We worked off the meat sweats by heading across the street for the Chicago visitor must-have: A photo at The Bean.

Then we walked the skybridge to the Art Institute.

My favorite thing about The Gage, other than the location and the food, is that I can make reservations on Open Table. The place is cavernous, so I never have trouble saving a seat, but they’re super busy during peak hours and it’s worth it to make a reservation just in case.

Since moving to Chicago I’ve become a reservation queen! I don’t always need them, but it brings me peace of mind that I won’t have to wait for a long time or waste my time commuting to a place that can’t serve me.

But for all my visits to The Gage (I went there for my bachelorette party and they gave me free dessert! WITH a candle! Not all heroes wear capes—some wear aprons!) and all my complaining that not enough restaurants and bars offer cool alcohol-free drinks on their adults menus, I didn’t try their specialty sodas until recently.

Among The Gage’s zero proof options: Organic Seasonal Cordial, House-Made Ginger Beer, Abita Root Beer, and Lavender Cola.

The Gage’s Lavender Cola

The Lavender Cola is a clear (surprise!) favorite. Not too sweet, with the lavender smoothing its way in more as an aftertaste to the citrusy carbonated treat. They serve it in a bar glass with a garnish, which helps me feel like I’m still getting all the fun of an alcoholic brunch but without the hangover, wasted day, and status updates to delete later. 😉

To do: Old Louisville

Our recent travels included a stop in Old Louisville for Justin’s 5 For the Road comedy tour.

I’m always excited when we get to go to Kentucky. For all its redneck-ian hullabaloo, that is a gorgeous state with gorgeous stems (read: trees). And Old Louisville, a historic neighborhood located near the heart of the city, never disappoints.

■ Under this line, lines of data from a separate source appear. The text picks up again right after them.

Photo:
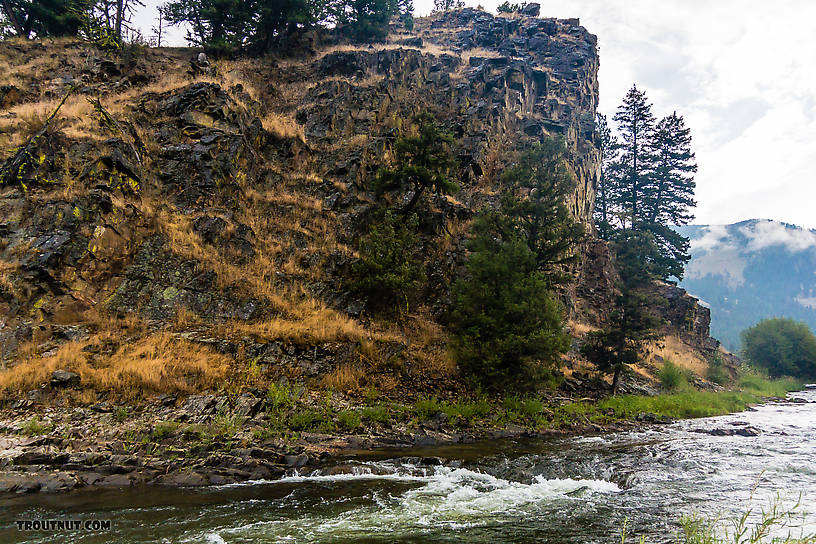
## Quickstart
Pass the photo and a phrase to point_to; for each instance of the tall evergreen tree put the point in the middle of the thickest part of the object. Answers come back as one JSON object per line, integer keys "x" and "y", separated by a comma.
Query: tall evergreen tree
{"x": 605, "y": 196}
{"x": 671, "y": 192}
{"x": 537, "y": 186}
{"x": 632, "y": 321}
{"x": 219, "y": 25}
{"x": 424, "y": 161}
{"x": 508, "y": 328}
{"x": 43, "y": 18}
{"x": 633, "y": 169}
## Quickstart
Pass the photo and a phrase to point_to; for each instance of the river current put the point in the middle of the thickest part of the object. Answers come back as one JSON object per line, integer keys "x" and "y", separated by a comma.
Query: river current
{"x": 574, "y": 490}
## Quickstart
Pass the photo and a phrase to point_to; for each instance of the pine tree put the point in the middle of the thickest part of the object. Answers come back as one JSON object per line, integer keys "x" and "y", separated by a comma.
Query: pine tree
{"x": 366, "y": 20}
{"x": 671, "y": 192}
{"x": 221, "y": 26}
{"x": 633, "y": 169}
{"x": 537, "y": 185}
{"x": 44, "y": 18}
{"x": 424, "y": 161}
{"x": 632, "y": 321}
{"x": 508, "y": 328}
{"x": 389, "y": 273}
{"x": 605, "y": 196}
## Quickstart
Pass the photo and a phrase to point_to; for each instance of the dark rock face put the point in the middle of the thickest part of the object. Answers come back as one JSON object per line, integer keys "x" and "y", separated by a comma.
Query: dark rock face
{"x": 64, "y": 378}
{"x": 542, "y": 72}
{"x": 686, "y": 315}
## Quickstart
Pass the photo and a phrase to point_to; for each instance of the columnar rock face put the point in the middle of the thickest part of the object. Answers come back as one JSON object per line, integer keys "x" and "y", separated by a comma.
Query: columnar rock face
{"x": 500, "y": 79}
{"x": 544, "y": 72}
{"x": 216, "y": 195}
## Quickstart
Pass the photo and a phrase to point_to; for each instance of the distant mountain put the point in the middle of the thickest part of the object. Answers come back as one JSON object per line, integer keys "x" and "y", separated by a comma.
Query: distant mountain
{"x": 751, "y": 270}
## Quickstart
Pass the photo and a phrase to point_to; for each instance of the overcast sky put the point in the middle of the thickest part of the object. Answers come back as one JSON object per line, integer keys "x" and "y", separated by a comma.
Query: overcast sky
{"x": 741, "y": 72}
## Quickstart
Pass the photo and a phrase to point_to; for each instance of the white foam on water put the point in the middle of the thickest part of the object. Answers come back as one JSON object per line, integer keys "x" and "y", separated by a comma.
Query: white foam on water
{"x": 448, "y": 497}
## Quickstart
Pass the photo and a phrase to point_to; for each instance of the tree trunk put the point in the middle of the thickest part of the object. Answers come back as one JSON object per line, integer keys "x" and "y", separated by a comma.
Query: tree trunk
{"x": 413, "y": 202}
{"x": 120, "y": 14}
{"x": 616, "y": 380}
{"x": 12, "y": 17}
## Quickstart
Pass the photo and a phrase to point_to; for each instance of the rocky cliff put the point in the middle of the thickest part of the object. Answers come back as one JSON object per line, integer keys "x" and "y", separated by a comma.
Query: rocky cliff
{"x": 175, "y": 243}
{"x": 235, "y": 197}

Here are some recent discoveries from our latest trip you should hit up the next time you’re in Derby City.

Central Park

Once the idyllic country estate of the DuPont family, this 17-acre park is the perfect place to post up when you need to hot spot and people watch. While working from a park bench I saw a dad teaching his daughter how to ride a bike, three drunk old men shooting the proverbial shit on a neighboring bench, a date happening on the tennis court, a lot of people walking their eager dogs, and this squirrel, my co-worker for the afternoon.

North Lime Coffee and Donuts

This new bakery and java joint was within walking distance from our Airbnb, and, as Louisville luck would have it, the walk there included a veritable tour of grand estates. I love Old Louisville’s old architecture. Every house has a treasured new-old surprise to share. Aging lace curtains. Grand stone staircases. Wrought iron gates overgrown in ivy.

North Lime didn’t disappoint either. I got us a coffee to go and a few fresh-baked donuts, including a sprinkle version with an apple butter glaze. It was the best thing I ate the whole trip.

Mag Bar

This dive joint was the comedy tour’s show host. Trivia night was happening in the other room and drinkers were enjoying the weather on the outdoor patio. You could also kick it old-school and play some arcade games they had on tap like Mortal Kombat and Battletoad. Old Louisville indeed.

Sheherazade Gallery

After the show, we walked home and spotted this glowing pink art installation. I was drawn to it like an ant to discarded cotton candy. After some hashtag searching, I learned this was Sheherazade, a one-car garage turned gallery space. Rotating exhibitions fill up the whole open-air space and the clear glass gallery-wide door means it’s viewable after hours. It made our walk home weird and magical. Just like we like ‘em.

Filson Historical Society

Right by our Airbnb was the Filson Historical Society, so I went to check out their WWI exhibits during my lunch break before we got back on the road. Louisville native Jack Speed was an officer in the 150th Field Artillery on the Western Front. As an amateur photographer, he used what Kodak marketed as the “soldier’s camera” to take photos during the war. The camera folded into itself to about the size of an iPhone 4. I took photos of it on my Google Pixel. Cool to see how photography, cameras and humans (thank goodness!) have evolved since then. Stop by the front desk and ask to see their displays. An exhibition guide will give you a tour.